Example: Run a correlation against BXD Published Phenotypes (at the top of the drop-down menu) from here -
The bug appears to occur in the rust correlation tool, so I'm not sure how to debug it myself. The last few linnes of the stack trace are as follows:
File "/export2/local/home/zas1024/gn2-zach/gene/wqflask/wqflask/correlation/rust_correlation.py", line 262, in __compute_sample_corr__ return run_correlation( File "/usr/local/guix-profiles/gn-latest-20220820/lib/python3.9/site-packages/gn3/computations/rust_correlation.py", line 58, in run_correlation subprocess.run(command_list, check=True) File "/gnu/store/qar3sks5fwzm91bl3d3ngyrvxs7ipj5z-python-3.9.9/lib/python3.9/subprocess.py", line 528, in run raise CalledProcessError(retcode, process.args, subprocess.CalledProcessError: Command '['/usr/local/guix-profiles/gn-latest-20220820/bin/correlation_rust', '/home/zas1024/gn2-zach/tmp/gn2/correlation/IoaglmTgDJ.json', '/home/zas1024/gn2-zach/tmp/gn2']' died with <Signals.SIGSEGV: 11>.
After fixing the issues with the interactions with the rust correlations code, I am now running into the following error when I run a correlation against the "Hippocampus Consortium M430v2 (Jun06) PDNN" dataset with the same trait from the URI above:
Traceback (most recent call last): File "/home/frederick/opt/gn_profiles/gn2_latest/lib/python3.9/site-packages/flask/app.py", line 1523, in full_dispatch_request rv = self.dispatch_request() File "/home/frederick/opt/gn_profiles/gn2_latest/lib/python3.9/site-packages/flask/app.py", line 1509, in dispatch_request return self.ensure_sync(self.view_functions[rule.endpoint])(**req.view_args) File "/home/frederick/genenetwork/genenetwork2/wqflask/wqflask/views.py", line 820, in corr_compute_page correlation_results = set_template_vars(request.form, correlation_results) File "/home/frederick/genenetwork/genenetwork2/wqflask/wqflask/correlation/show_corr_results.py", line 54, in set_template_vars table_json = correlation_json_for_table(correlation_data, File "/home/frederick/genenetwork/genenetwork2/wqflask/wqflask/correlation/show_corr_results.py", line 104, in correlation_json_for_table target_trait_ob = create_trait(dataset=target_dataset_ob, File "/home/frederick/genenetwork/genenetwork2/wqflask/base/trait.py", line 44, in create_trait the_trait = retrieve_trait_info( File "/home/frederick/genenetwork/genenetwork2/wqflask/base/trait.py", line 599, in retrieve_trait_info raise KeyError(repr(trait.name) KeyError: "'1' information is not found in the database."
The error above was caused by processing the data for output way too early.

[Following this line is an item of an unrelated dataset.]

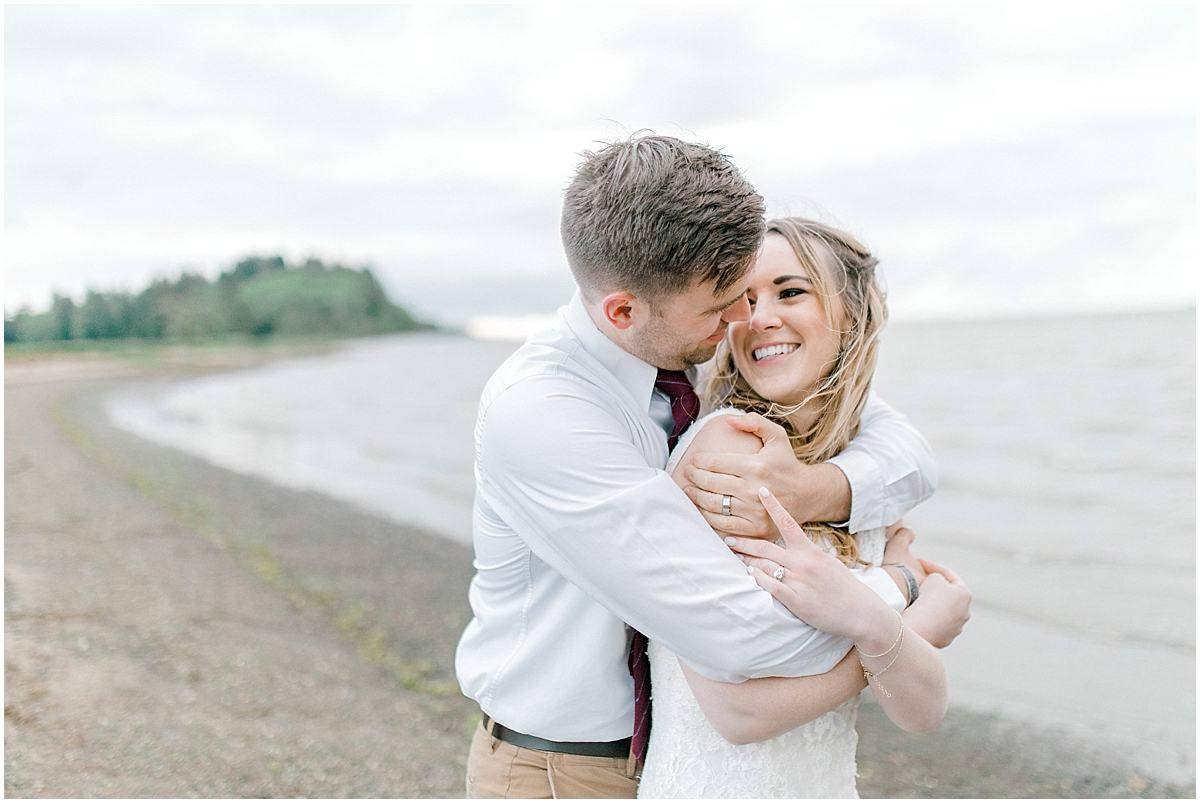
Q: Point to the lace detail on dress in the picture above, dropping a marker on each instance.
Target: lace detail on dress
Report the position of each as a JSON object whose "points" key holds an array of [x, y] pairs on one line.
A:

This has been fixed.
Running "Tissue" correlations on
against the "BXD Published Phenotypes" database fails with the error:
This also fails if you run it against the "BXD Genotypes" dataset.

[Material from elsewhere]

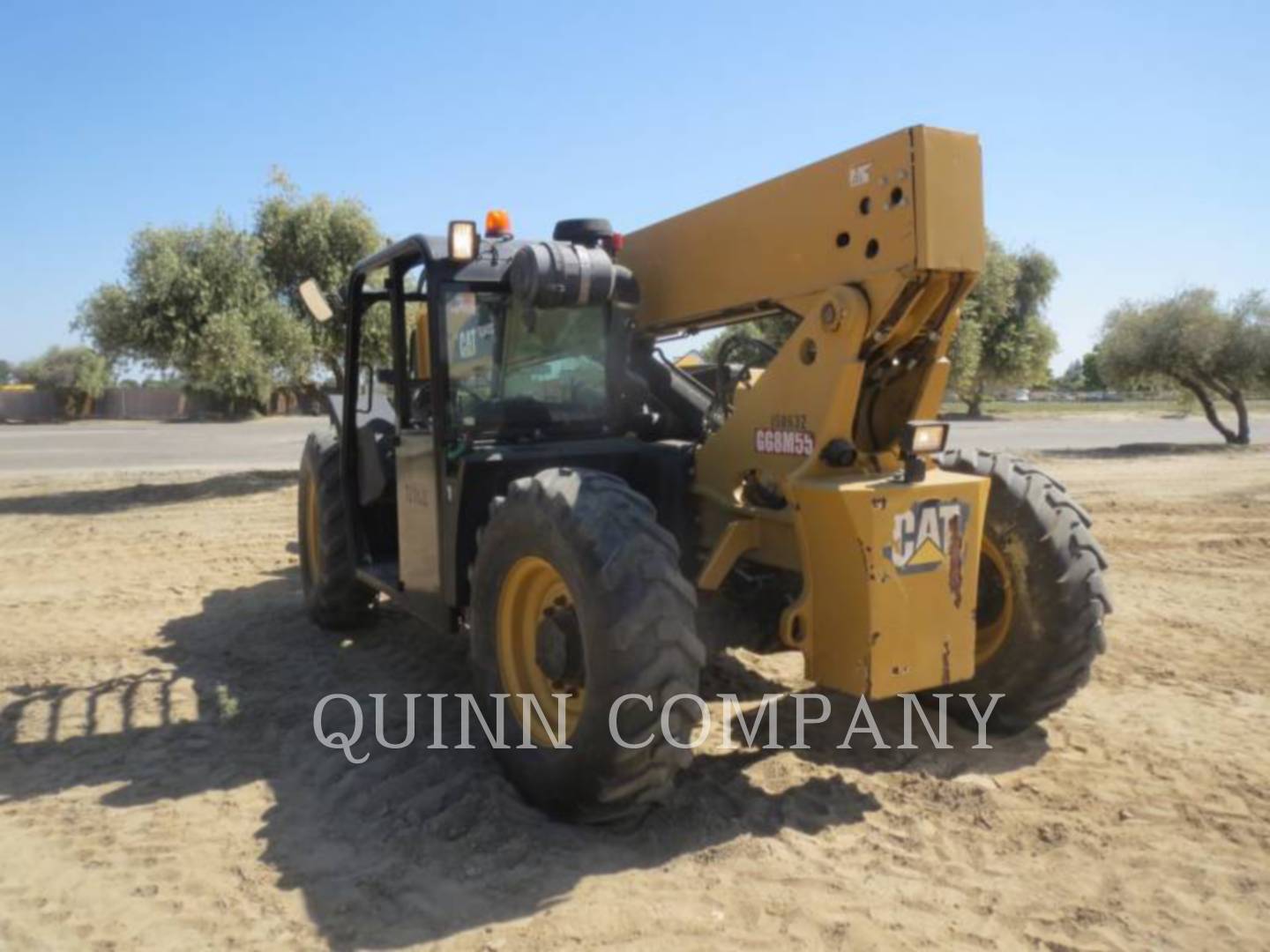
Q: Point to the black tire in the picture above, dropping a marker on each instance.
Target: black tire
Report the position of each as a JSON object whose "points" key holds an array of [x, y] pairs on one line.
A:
{"points": [[333, 596], [635, 617], [1059, 593]]}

Traceback (most recent call last): File "/usr/local/guix-profiles/gn-latest-20220820/lib/python3.9/site-packages/flask/app.py", line 1523, in full_dispatch_request rv = self.dispatch_request() File "/usr/local/guix-profiles/gn-latest-20220820/lib/python3.9/site-packages/flask/app.py", line 1509, in dispatch_request return self.ensure_sync(self.view_functions[rule.endpoint])(**req.view_args) File "/home/gn2/production/gene/wqflask/wqflask/views.py", line 820, in corr_compute_page correlation_results = set_template_vars(request.form, correlation_results) File "/home/gn2/production/gene/wqflask/wqflask/correlation/show_corr_results.py", line 54, in set_template_vars table_json = correlation_json_for_table(correlation_data, File "/home/gn2/production/gene/wqflask/wqflask/correlation/show_corr_results.py", line 104, in correlation_json_for_table target_trait_ob = create_trait(dataset=target_dataset_ob, File "/home/gn2/production/gene/wqflask/base/trait.py", line 44, in create_trait the_trait = retrieve_trait_info( File "/home/gn2/production/gene/wqflask/base/trait.py", line 599, in retrieve_trait_info raise KeyError(repr(trait.name) KeyError: "'1422223_at' information is not found in the database."
so far, triangulated the issue to possibly being the fact that the "target_dataset" value is not used
Run literature correlation for
against the "BXD Published Phenotype" database and observe the following exception:
This also fails if you run it against the "BXD Genotypes" dataset.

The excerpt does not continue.